What I still have: burning or painful spine, bone pain, joint pain, muscle pain, tingling, electrical zaps, whole body jerks, blurry vision, muffled hearing, ringing ears, head pain, head pressure, bee sting feelings all over body, painful bottom of feet, tight band around head, dizzy, weak, woozy, extreme fatigue, broken sleep and insomnia. I still have times of high anxiety for no reason, feeling suffocated, chest pain, bicep pain, jaw and teeth pain, burning tongue, and painful red eyes. Sometimes I get itchy in places, (last night it was my right forearm) and sometimes I get blisters on my skin for no reason. I still have muscle twitching too. Now that I write all this out, I can see I have healed some things, but I have a long ways to go.
Many of you write to tell me that you are tired of defending your illness to family, friends, doctors, etc. I know. I am too. When I have good hours, (and I have more and more of them) I don’t look or act the slightest bit impaired. When I feel like crap, I STILL don’t look impaired. You would only know I don’t feel well because I would bow out of doing something I wasn’t up to. People who have not lived through benzo withdrawal syndrome have NO idea how hard it is to battle to be normal, and how tiring it is that this illness keeps going and going and going and going and going and going and going and going…..
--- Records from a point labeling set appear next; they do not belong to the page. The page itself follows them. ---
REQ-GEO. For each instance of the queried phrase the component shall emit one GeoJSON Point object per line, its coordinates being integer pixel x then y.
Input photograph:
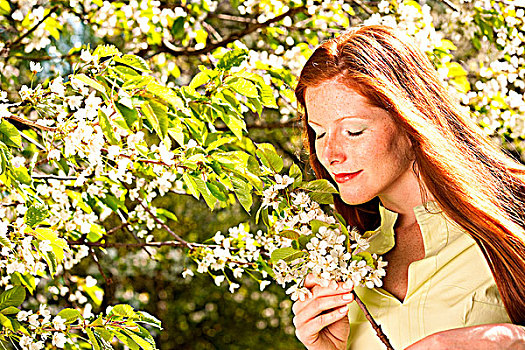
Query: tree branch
{"type": "Point", "coordinates": [127, 245]}
{"type": "Point", "coordinates": [30, 140]}
{"type": "Point", "coordinates": [31, 123]}
{"type": "Point", "coordinates": [54, 177]}
{"type": "Point", "coordinates": [451, 5]}
{"type": "Point", "coordinates": [370, 319]}
{"type": "Point", "coordinates": [363, 6]}
{"type": "Point", "coordinates": [175, 51]}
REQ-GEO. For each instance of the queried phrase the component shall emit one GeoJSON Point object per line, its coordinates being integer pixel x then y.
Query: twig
{"type": "Point", "coordinates": [95, 258]}
{"type": "Point", "coordinates": [126, 245]}
{"type": "Point", "coordinates": [451, 5]}
{"type": "Point", "coordinates": [31, 123]}
{"type": "Point", "coordinates": [32, 29]}
{"type": "Point", "coordinates": [54, 177]}
{"type": "Point", "coordinates": [138, 240]}
{"type": "Point", "coordinates": [30, 140]}
{"type": "Point", "coordinates": [278, 125]}
{"type": "Point", "coordinates": [374, 324]}
{"type": "Point", "coordinates": [363, 6]}
{"type": "Point", "coordinates": [233, 18]}
{"type": "Point", "coordinates": [166, 227]}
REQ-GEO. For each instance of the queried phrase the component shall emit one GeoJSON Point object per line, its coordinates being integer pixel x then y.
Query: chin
{"type": "Point", "coordinates": [356, 199]}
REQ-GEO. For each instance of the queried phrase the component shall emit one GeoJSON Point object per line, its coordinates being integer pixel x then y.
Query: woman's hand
{"type": "Point", "coordinates": [487, 337]}
{"type": "Point", "coordinates": [321, 321]}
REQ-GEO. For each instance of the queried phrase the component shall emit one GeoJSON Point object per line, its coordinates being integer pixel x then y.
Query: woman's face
{"type": "Point", "coordinates": [358, 144]}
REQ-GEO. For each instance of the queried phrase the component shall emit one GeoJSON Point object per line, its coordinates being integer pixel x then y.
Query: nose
{"type": "Point", "coordinates": [333, 150]}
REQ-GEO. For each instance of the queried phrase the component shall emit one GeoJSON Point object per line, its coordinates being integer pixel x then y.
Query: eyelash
{"type": "Point", "coordinates": [349, 133]}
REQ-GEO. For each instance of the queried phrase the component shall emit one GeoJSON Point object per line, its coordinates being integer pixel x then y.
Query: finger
{"type": "Point", "coordinates": [310, 281]}
{"type": "Point", "coordinates": [318, 292]}
{"type": "Point", "coordinates": [311, 328]}
{"type": "Point", "coordinates": [332, 289]}
{"type": "Point", "coordinates": [320, 305]}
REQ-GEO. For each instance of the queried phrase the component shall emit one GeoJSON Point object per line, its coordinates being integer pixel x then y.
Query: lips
{"type": "Point", "coordinates": [345, 177]}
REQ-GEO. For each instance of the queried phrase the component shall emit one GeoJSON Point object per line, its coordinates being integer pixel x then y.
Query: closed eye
{"type": "Point", "coordinates": [317, 137]}
{"type": "Point", "coordinates": [353, 134]}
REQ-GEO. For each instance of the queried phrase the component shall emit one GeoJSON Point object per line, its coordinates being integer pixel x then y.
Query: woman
{"type": "Point", "coordinates": [381, 127]}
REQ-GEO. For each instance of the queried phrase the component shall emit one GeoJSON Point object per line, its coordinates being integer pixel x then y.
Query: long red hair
{"type": "Point", "coordinates": [473, 181]}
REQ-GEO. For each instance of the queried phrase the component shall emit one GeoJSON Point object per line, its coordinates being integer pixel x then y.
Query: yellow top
{"type": "Point", "coordinates": [451, 287]}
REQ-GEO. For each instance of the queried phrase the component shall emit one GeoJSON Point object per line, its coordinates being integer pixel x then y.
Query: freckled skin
{"type": "Point", "coordinates": [382, 152]}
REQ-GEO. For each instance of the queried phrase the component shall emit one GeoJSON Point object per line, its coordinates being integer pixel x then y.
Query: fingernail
{"type": "Point", "coordinates": [348, 296]}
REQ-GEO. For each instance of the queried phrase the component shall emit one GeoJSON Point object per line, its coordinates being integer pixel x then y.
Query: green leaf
{"type": "Point", "coordinates": [296, 174]}
{"type": "Point", "coordinates": [321, 198]}
{"type": "Point", "coordinates": [292, 234]}
{"type": "Point", "coordinates": [232, 58]}
{"type": "Point", "coordinates": [27, 280]}
{"type": "Point", "coordinates": [9, 134]}
{"type": "Point", "coordinates": [205, 191]}
{"type": "Point", "coordinates": [287, 254]}
{"type": "Point", "coordinates": [315, 225]}
{"type": "Point", "coordinates": [92, 339]}
{"type": "Point", "coordinates": [244, 87]}
{"type": "Point", "coordinates": [105, 50]}
{"type": "Point", "coordinates": [166, 213]}
{"type": "Point", "coordinates": [266, 93]}
{"type": "Point", "coordinates": [234, 123]}
{"type": "Point", "coordinates": [199, 79]}
{"type": "Point", "coordinates": [10, 310]}
{"type": "Point", "coordinates": [143, 343]}
{"type": "Point", "coordinates": [90, 82]}
{"type": "Point", "coordinates": [103, 339]}
{"type": "Point", "coordinates": [107, 128]}
{"type": "Point", "coordinates": [12, 297]}
{"type": "Point", "coordinates": [217, 191]}
{"type": "Point", "coordinates": [5, 9]}
{"type": "Point", "coordinates": [58, 244]}
{"type": "Point", "coordinates": [148, 319]}
{"type": "Point", "coordinates": [243, 192]}
{"type": "Point", "coordinates": [165, 94]}
{"type": "Point", "coordinates": [21, 174]}
{"type": "Point", "coordinates": [6, 322]}
{"type": "Point", "coordinates": [191, 185]}
{"type": "Point", "coordinates": [96, 232]}
{"type": "Point", "coordinates": [270, 158]}
{"type": "Point", "coordinates": [131, 116]}
{"type": "Point", "coordinates": [126, 340]}
{"type": "Point", "coordinates": [320, 186]}
{"type": "Point", "coordinates": [36, 213]}
{"type": "Point", "coordinates": [51, 260]}
{"type": "Point", "coordinates": [124, 310]}
{"type": "Point", "coordinates": [70, 315]}
{"type": "Point", "coordinates": [365, 256]}
{"type": "Point", "coordinates": [134, 62]}
{"type": "Point", "coordinates": [5, 242]}
{"type": "Point", "coordinates": [156, 114]}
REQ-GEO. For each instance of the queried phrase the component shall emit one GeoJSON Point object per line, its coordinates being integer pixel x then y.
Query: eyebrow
{"type": "Point", "coordinates": [342, 118]}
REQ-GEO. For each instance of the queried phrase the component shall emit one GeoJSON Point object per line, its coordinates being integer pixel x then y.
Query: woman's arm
{"type": "Point", "coordinates": [487, 337]}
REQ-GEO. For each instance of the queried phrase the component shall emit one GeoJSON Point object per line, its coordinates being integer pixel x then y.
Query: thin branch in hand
{"type": "Point", "coordinates": [374, 324]}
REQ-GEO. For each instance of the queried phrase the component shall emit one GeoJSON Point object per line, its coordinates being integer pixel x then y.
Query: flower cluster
{"type": "Point", "coordinates": [302, 239]}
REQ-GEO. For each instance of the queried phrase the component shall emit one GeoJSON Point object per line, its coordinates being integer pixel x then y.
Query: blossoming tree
{"type": "Point", "coordinates": [114, 112]}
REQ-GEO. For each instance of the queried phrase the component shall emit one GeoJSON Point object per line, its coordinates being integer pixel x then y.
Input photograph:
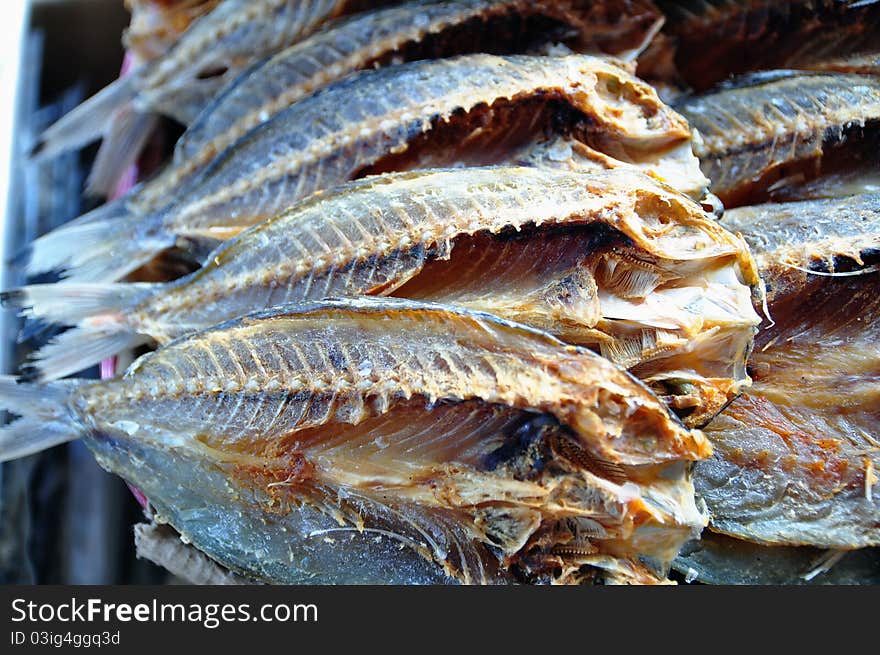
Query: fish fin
{"type": "Point", "coordinates": [128, 132]}
{"type": "Point", "coordinates": [97, 310]}
{"type": "Point", "coordinates": [87, 122]}
{"type": "Point", "coordinates": [102, 249]}
{"type": "Point", "coordinates": [45, 419]}
{"type": "Point", "coordinates": [79, 348]}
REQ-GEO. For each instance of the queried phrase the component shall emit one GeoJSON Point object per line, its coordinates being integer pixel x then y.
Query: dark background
{"type": "Point", "coordinates": [63, 520]}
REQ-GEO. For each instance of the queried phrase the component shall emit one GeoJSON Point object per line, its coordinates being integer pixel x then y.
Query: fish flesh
{"type": "Point", "coordinates": [415, 30]}
{"type": "Point", "coordinates": [796, 456]}
{"type": "Point", "coordinates": [710, 40]}
{"type": "Point", "coordinates": [613, 261]}
{"type": "Point", "coordinates": [846, 170]}
{"type": "Point", "coordinates": [156, 26]}
{"type": "Point", "coordinates": [468, 110]}
{"type": "Point", "coordinates": [387, 441]}
{"type": "Point", "coordinates": [211, 53]}
{"type": "Point", "coordinates": [717, 559]}
{"type": "Point", "coordinates": [761, 133]}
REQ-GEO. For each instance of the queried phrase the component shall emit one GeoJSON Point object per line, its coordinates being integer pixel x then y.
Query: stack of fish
{"type": "Point", "coordinates": [459, 305]}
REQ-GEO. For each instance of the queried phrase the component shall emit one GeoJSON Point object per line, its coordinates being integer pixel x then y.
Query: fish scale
{"type": "Point", "coordinates": [183, 80]}
{"type": "Point", "coordinates": [286, 158]}
{"type": "Point", "coordinates": [794, 453]}
{"type": "Point", "coordinates": [409, 234]}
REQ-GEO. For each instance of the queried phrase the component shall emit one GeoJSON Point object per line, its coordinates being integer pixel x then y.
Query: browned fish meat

I am able to do more. I am doing my best to get my non-profit created. I am convinced that the universe will conspire to send me the right people in my life who will help get my therapeutic garden off the ground for the whole community. I am also blogging about the social neuroscience of innovation and putting my hat into the consulting ring. So, even though I am still suffering symptoms, I am not sitting at home in a dark room wasting away. I do have a life, even if it is a very small slice of what I was able to do before I began this healing journey.
For those of you just starting to get off of your benzo, I wish you all the best. I hope you are working with a doctor that understands that slow and steady wins the race and that any symptoms you have as you taper and or once off, are NOT automatically “your underlying anxiety, or even a “new” mental illness unmasked. (most likely it is the damage from the benzo per Dr. Ashton’s research and many thousands of us who have discovered that to be true) I hope that once off, you can maneuver through the ups and downs of this syndrome.
I am going to celebrate tomorrow’s freedom from one of the most addictive and damaging drugs on the market… klonopin and its generic clonazapam. I wear a medical ID bracelet that NEVER comes off my wrist, warning medical personnel to never, under ANY circumstances, give me a benzo. Not even if I am flopping around like a fish out of water. No. Benzos. Ever.
I have a ways to go, but little by little, I am getting there. You are too. Keep fighting.